The sophisticated methods applied by the fraudsters means even business-savvy folk with a sound knowledge of how stockbrokers operate are being caught out. These statistics should serve as a warning for investors to approach new opportunities with caution.
How much can you lose?
According to Action Fraud, victims of investment fraud lost an average of £32,000 last year in swindles that included share sales, wine investments, foreign exchange and land overseas. One of the most common scams at the moment is the free pension review scam, with fraudsters seeking to capitalise on pension freedoms which give savers more flexibility on how to use their retirement pot.
How likely are you to get scammed?
A study by Citizen's Advice found nine out of ten people would fail to spot common warning signs of a pension scam, such as unusually high investment returns, cold calling and offers of free financial advice. The report titled 'Too Good To Be True', found 76% of people felt confident they could spot a fake, but of them only 12% succeeded in being able to tell which pensions offers were legitimate.
The free reviews and advice are designed to grab your interest, while leaving you in no doubt that they are the right people to help you. A recent YouGov survey by the Financial Conduct Authority (FCA) found that one in eight (14%) of over 55s who invested in financial products (such as stocks and shares) spent little or no time researching them before handing over the money.
Who's at risk?
Over 77% of victims reporting investment fraud are men with the average age of 65, but anyone thinking of investing should show due diligence.
Isn't it only the gullible who get scammed?
Investment fraudsters run sophisticated networks that look legitimate, from the professional websites and impressive brochures to the impeccable customer service and testimonials. Seasoned investors are also caught out, and the biggest individual loss recorded by the police is £6m.
Can they be stopped?
The authorities have been coming down hard on scammers, with multi-agency drives and police initiatives set up to combat boiler room fraud. Despite many arrests, last year over 3,000 reports of investment fraud were made to Action Fraud. Research by the FCA suggests that investment fraud often goes unreported, so the actual problem may be far greater.

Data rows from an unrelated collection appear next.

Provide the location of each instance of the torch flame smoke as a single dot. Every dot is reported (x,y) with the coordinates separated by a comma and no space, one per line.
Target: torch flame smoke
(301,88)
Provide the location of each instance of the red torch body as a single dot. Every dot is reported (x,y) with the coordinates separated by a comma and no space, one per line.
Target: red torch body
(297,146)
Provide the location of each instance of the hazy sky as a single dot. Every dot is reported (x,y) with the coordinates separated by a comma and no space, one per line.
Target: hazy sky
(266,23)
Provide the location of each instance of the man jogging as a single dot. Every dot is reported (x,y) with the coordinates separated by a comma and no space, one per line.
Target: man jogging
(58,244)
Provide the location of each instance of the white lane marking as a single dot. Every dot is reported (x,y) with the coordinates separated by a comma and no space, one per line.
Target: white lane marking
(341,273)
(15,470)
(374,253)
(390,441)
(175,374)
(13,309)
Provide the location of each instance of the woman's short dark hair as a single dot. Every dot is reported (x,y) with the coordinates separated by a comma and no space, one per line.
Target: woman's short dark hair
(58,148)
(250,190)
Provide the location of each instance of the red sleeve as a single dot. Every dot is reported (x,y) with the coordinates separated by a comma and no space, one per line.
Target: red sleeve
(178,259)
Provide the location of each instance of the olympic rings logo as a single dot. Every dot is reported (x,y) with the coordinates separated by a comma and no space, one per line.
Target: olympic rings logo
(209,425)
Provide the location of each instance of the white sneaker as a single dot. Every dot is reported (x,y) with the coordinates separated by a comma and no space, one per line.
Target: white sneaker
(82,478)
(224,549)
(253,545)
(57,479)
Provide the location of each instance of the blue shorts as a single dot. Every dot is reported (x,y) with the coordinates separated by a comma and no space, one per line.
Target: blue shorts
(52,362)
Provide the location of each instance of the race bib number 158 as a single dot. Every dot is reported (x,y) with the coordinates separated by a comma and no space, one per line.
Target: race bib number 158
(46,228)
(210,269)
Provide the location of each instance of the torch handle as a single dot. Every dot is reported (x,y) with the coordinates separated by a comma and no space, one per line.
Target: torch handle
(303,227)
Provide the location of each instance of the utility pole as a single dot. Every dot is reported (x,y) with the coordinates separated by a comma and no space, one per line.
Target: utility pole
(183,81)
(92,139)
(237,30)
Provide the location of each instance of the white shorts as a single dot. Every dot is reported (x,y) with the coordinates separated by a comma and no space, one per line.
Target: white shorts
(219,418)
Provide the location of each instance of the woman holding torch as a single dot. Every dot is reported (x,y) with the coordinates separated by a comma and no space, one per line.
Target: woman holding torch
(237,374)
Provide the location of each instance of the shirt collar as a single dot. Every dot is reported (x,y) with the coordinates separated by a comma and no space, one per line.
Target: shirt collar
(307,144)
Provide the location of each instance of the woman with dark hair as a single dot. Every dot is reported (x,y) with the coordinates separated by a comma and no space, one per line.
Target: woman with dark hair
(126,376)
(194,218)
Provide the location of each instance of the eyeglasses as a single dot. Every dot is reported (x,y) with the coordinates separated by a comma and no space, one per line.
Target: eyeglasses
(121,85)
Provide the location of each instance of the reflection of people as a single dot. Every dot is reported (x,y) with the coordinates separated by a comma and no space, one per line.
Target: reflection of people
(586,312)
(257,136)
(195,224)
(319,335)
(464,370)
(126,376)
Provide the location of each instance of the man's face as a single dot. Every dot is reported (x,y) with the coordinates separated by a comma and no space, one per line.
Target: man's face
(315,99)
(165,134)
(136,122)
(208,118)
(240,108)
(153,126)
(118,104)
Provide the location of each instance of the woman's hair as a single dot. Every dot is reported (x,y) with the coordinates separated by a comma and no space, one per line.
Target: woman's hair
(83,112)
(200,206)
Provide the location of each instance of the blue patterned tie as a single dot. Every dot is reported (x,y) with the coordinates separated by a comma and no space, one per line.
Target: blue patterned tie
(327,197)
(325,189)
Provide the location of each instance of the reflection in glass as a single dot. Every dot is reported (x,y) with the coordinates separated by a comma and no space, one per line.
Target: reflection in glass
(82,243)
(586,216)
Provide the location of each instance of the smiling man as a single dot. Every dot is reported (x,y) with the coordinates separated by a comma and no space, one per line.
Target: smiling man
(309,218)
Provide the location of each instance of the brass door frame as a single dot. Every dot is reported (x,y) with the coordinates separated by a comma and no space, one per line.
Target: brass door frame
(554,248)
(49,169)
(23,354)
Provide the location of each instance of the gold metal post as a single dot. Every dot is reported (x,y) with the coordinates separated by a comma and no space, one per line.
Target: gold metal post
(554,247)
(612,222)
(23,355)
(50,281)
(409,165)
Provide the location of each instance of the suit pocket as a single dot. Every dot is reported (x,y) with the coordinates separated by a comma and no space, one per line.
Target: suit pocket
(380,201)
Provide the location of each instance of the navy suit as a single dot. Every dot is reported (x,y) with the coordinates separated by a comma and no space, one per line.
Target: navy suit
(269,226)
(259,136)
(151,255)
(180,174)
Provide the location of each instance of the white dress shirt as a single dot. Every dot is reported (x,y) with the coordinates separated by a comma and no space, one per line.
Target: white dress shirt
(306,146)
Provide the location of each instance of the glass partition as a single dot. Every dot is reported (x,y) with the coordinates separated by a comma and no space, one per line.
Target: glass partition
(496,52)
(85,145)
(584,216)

Before you invest with an individual or firm always verify their credentials. Do not use the links provided by them. Check to see if they are authorised or registered by the Financial Conduct Authority (FCA) using the Financial Services Register. Firms and individuals can only conduct regulated financial services activities in the UK if they are authorised by the FCA or registered to do so, or are otherwise exempt.
To learn about the potential pitfalls in relation to an investment offer, check the FCA Warning List.